In the end, both the C5.0 and the Random Forest Model seem to be good models for predicting the species of an iris based on its sepal width, sepal length, petal length and petal width. The exploratory analysis shows several differences between the species. These difference may have been helpful in building an accurate model.

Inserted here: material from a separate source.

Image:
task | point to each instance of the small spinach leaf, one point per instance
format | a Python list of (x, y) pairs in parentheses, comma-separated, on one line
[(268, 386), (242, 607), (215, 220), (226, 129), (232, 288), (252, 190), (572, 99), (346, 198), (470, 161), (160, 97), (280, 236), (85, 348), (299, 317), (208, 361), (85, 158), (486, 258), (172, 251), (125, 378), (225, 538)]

Unfortunately some explainability is lost with these models, but the models being highly accurate makes up for this loss. It would be interesting to see how this model performs on a dataset containing different measurements for these variables. When given a sepal width, sepal length, petal width, and petal length, how accurate would this model be when determining the species of an iris flower?